Walton's son John died in a plane crash in 2005 and Helen died in 2007. The surviving three children own about 50 percent of Walmart's stock and they and their families still help lead the business.

Rob, the 15th richest person in the world, was chairman for over two decades after his father passed away in 1992. His son-in-law Greg Penner took over in 2015. "He was smart enough to marry my daughter," the outgoing chairman joked in explanation at that year's shareholder's meeting, according to the Wall Street Journal.

Jim, the 16th richest person in the world, sat on Walmart's board for more than a decade before handing the seat over to his son, Steuart, in 2016. Together with Alice, he runs the family's holding company, Walton Enterprises, the company's biggest shareholder.

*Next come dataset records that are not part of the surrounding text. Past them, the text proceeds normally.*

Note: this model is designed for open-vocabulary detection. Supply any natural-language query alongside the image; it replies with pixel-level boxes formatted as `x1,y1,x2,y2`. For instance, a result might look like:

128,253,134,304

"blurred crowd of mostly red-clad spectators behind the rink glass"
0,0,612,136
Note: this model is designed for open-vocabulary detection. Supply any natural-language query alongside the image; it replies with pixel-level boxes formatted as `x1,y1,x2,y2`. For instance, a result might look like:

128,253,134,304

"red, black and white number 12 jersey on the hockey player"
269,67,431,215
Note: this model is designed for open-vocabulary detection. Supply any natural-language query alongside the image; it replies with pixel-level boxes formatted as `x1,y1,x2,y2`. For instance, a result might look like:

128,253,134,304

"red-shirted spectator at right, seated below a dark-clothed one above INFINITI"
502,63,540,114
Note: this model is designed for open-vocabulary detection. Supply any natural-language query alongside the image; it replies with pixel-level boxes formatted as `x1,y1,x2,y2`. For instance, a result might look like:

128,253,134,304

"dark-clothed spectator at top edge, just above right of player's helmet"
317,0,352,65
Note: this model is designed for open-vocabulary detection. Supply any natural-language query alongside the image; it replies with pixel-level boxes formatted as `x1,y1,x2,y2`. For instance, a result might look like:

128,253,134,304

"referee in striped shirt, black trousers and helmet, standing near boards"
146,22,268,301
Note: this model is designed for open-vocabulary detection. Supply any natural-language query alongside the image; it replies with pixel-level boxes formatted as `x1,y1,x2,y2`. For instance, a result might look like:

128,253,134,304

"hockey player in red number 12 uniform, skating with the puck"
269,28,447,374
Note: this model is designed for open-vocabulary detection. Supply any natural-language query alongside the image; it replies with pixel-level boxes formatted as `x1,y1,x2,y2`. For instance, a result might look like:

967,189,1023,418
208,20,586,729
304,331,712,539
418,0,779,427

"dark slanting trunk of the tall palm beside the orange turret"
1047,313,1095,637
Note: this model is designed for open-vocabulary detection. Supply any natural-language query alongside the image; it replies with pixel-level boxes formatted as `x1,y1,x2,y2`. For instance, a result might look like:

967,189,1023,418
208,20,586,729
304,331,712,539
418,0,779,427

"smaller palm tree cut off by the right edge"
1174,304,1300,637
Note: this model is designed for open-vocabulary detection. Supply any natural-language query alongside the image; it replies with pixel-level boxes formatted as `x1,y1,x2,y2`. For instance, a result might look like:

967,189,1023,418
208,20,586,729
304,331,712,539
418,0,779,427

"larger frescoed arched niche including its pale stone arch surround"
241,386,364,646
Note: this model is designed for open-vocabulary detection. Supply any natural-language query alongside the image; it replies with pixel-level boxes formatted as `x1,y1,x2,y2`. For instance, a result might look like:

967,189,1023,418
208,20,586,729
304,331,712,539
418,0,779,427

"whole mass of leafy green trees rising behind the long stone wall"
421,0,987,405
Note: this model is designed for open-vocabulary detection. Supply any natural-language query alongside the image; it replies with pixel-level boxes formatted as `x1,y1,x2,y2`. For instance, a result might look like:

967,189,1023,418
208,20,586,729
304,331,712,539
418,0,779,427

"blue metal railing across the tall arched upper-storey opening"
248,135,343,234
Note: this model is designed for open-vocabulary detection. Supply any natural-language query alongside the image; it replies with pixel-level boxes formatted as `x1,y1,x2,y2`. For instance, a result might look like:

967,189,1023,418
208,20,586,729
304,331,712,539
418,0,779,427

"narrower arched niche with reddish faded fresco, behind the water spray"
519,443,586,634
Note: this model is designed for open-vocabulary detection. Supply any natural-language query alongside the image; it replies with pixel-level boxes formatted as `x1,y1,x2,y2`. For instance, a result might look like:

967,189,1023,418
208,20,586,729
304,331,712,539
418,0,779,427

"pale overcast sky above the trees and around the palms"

Today, heiress and philanthropist Alice is the world's richest woman, according to the Forbes 2018 billionaires list. The youngest of Sam Walton's children, Alice is reportedly worth $40.2 billion, yet she too drove a Ford F-150 worth a relatively modest $40,000.

"My parents didn't believe value and worth had anything to do with money. I think it's always been important to keep your feet on the ground and your nose out of the air," she told CBS News.